Many researchers believe that major climate changes are triggered by events in the northern hemisphere alone. But in a study to be published in Paleoceanography , Mark Little and Dick Kroon of the University of Edinburg and their colleagues claim that, "climate is not made in the North Atlantic as so many authors suggest." Under consideration is the beginning of Heinrich events, regular surges and collapses of ice sheets that occur in the northern hemisphere every 8000 to 10000 years.During an event the ice sheets over North America, Greenland and Eurasia grow when the climate is cold and when the sheets are supplied with large amounts of moisture in the form of snow. But the ice sheets become unstable and collapse into the oceans, thus releasing vast flows of icebergs. These icebergs carry boulders that end up on the ocean bed.

But now Little and Kroon report that similar cycles of rapid climate changes have occurred in the southern Atlantic Ocean. The researchers found their evidence in rock cores taken from the seabed off the coast of Namibia. These cores show that at regular intervals, several polar species of protozoan known as planktonic Foraminifera suddenly appeared or disappeared. After radiocarbon dating the protozoans, the researchers say that there may have been dramatic swings in the southern climate every 8,000 to 10,000 years.

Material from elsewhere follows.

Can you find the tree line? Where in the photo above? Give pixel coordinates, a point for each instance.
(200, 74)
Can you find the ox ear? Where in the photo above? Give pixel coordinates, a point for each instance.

The researchers argue that the southern climate swings may coincide with changes in the strength of the Benguela current that brings cold deep Antarctic water north along the eastern shores of the southern Atlantic Ocean. This current grows strength of the trade winds close to the equator. When strong trade wind blow aside surface waters, the current strengthens as it wells up to the surface. Scientist believe that the periodic strengthening of the cold southern current, revealed by the protozoans, pushes so much water into the tropical Atlantic that it strengthens the Gulf stream in the northern Atlantic. This current then transports large amounts of warm water from the tropic northwards. There, the meeting of warm water and cold air generates large amounts of extra precipitation much to cause the rapid growth of the ice sheets.